Angel investors have been around for a long time. But starting 2-4 years ago, the growth in wealth of successful entrepreneurs & investors means angels are proliferating at a geometric rate.  They've also been able to become more organized, with angel groups like the Common Angels, and angel investor products like Angel List.  At the same time, classic venture firms started making small, angel/seed-stage investments. Lots of investments, in fact.

The result has been really great in some ways: There is an amazing explosion of startups that are getting a chance at building a business. I'm helping a bunch of them myself.

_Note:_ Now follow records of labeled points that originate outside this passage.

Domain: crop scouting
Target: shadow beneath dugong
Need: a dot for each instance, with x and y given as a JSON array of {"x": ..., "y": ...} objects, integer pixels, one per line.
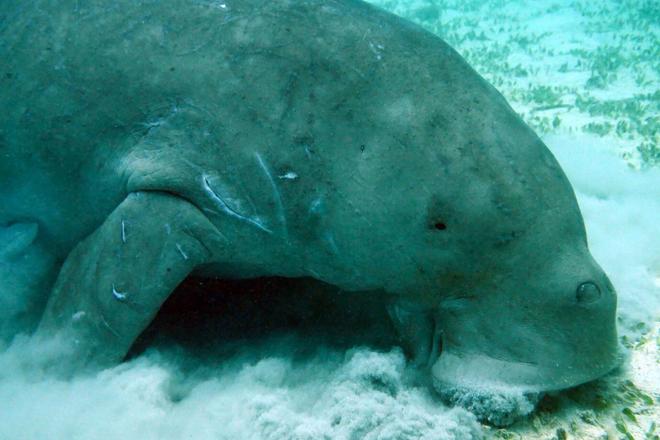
[{"x": 220, "y": 316}]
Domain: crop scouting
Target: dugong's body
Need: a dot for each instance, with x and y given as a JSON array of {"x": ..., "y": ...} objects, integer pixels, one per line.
[{"x": 141, "y": 141}]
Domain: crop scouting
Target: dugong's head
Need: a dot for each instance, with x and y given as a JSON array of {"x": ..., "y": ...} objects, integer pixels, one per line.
[
  {"x": 495, "y": 289},
  {"x": 514, "y": 302}
]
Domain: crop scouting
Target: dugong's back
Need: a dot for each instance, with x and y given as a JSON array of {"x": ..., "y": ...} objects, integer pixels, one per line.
[{"x": 85, "y": 83}]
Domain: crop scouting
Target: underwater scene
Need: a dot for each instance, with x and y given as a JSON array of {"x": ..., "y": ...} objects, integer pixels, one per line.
[{"x": 330, "y": 219}]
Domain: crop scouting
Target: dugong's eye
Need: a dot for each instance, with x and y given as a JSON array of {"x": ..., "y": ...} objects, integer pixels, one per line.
[{"x": 587, "y": 293}]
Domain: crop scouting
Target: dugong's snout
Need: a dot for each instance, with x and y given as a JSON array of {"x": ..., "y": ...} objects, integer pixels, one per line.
[{"x": 513, "y": 342}]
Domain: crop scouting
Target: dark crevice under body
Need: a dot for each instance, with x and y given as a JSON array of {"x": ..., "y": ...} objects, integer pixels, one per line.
[{"x": 217, "y": 316}]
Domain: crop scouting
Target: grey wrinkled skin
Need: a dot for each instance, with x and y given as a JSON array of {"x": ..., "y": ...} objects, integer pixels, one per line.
[{"x": 146, "y": 140}]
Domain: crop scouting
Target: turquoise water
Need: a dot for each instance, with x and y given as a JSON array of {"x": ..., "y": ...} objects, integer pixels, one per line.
[{"x": 585, "y": 76}]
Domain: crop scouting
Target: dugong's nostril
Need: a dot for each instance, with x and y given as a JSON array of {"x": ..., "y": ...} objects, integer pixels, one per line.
[{"x": 587, "y": 293}]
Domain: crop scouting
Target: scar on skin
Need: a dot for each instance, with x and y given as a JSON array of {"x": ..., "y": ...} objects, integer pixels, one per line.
[
  {"x": 119, "y": 296},
  {"x": 183, "y": 254},
  {"x": 225, "y": 207}
]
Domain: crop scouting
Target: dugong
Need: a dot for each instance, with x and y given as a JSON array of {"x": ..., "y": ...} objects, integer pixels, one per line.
[{"x": 143, "y": 141}]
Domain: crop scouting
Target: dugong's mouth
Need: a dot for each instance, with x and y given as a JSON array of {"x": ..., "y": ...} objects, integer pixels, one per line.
[{"x": 500, "y": 391}]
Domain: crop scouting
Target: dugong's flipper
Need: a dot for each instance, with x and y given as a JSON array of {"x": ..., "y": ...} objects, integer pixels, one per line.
[
  {"x": 113, "y": 283},
  {"x": 27, "y": 271}
]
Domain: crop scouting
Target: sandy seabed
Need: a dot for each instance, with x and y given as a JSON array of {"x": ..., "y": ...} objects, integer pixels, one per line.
[{"x": 585, "y": 76}]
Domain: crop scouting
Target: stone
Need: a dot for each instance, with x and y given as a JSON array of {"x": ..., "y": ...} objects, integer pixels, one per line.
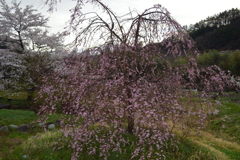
[
  {"x": 40, "y": 124},
  {"x": 57, "y": 123},
  {"x": 51, "y": 126},
  {"x": 23, "y": 128},
  {"x": 25, "y": 157},
  {"x": 4, "y": 129},
  {"x": 48, "y": 123},
  {"x": 12, "y": 126},
  {"x": 31, "y": 125},
  {"x": 5, "y": 106}
]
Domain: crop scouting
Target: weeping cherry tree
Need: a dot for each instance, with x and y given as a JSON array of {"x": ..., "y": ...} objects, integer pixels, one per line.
[{"x": 125, "y": 85}]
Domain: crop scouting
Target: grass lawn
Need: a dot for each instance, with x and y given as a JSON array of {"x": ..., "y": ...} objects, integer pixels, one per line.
[{"x": 219, "y": 141}]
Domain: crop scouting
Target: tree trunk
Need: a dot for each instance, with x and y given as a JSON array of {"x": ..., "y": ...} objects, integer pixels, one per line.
[
  {"x": 130, "y": 123},
  {"x": 130, "y": 113}
]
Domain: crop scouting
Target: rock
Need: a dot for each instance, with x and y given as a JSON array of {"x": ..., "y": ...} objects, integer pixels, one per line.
[
  {"x": 51, "y": 126},
  {"x": 24, "y": 128},
  {"x": 57, "y": 123},
  {"x": 5, "y": 106},
  {"x": 4, "y": 129},
  {"x": 31, "y": 125},
  {"x": 12, "y": 126},
  {"x": 25, "y": 157},
  {"x": 48, "y": 123},
  {"x": 40, "y": 124}
]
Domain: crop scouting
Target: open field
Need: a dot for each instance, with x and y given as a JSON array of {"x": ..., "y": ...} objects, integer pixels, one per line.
[{"x": 220, "y": 140}]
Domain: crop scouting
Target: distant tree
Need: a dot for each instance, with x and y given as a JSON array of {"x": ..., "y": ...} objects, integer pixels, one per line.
[
  {"x": 123, "y": 87},
  {"x": 29, "y": 48},
  {"x": 16, "y": 23}
]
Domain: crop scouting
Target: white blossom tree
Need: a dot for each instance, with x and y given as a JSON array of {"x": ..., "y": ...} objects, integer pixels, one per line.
[
  {"x": 16, "y": 22},
  {"x": 29, "y": 47}
]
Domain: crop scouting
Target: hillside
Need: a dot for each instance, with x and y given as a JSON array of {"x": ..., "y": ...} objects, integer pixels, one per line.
[{"x": 220, "y": 32}]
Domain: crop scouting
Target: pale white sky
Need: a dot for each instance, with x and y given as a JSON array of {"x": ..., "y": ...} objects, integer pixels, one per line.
[{"x": 184, "y": 11}]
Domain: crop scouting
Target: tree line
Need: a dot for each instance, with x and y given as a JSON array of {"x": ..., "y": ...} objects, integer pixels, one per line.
[{"x": 220, "y": 32}]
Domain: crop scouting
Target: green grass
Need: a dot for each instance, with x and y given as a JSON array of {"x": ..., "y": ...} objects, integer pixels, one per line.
[
  {"x": 215, "y": 143},
  {"x": 18, "y": 117}
]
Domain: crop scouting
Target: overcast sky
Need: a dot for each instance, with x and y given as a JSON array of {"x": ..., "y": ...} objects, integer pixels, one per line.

But there is an emerging sentient that taking seed / angel money from a VC fund is a bad idea.  There are two good articles describing how this is playing out:

My take on this:

  1. I agree with the signaling-problem analysis.  Don't take seed from a VC. You can consider a bridge note from a VC if you a) have signed term sheets, but need to act on something before you close. (Note that a small number of rounds with signed term sheets DO NOT CLOSE.  Be sure you have a Plan B if you take a bridge.)
  2. Don't go try to raise your Series A until your business is really and truly ready. I see hot startups getting contacted by good investors who are sending buying signs, but who will want another investor to be in the round. If you're not ready, and you go try to find that other investor, you may fail at this. If you do, you'll have a stink on your fundraising that may prevent you from raising a good Series A - and may cost you that first interested investor. Get your act together before you start to nip at the bait being dangled by that first investor.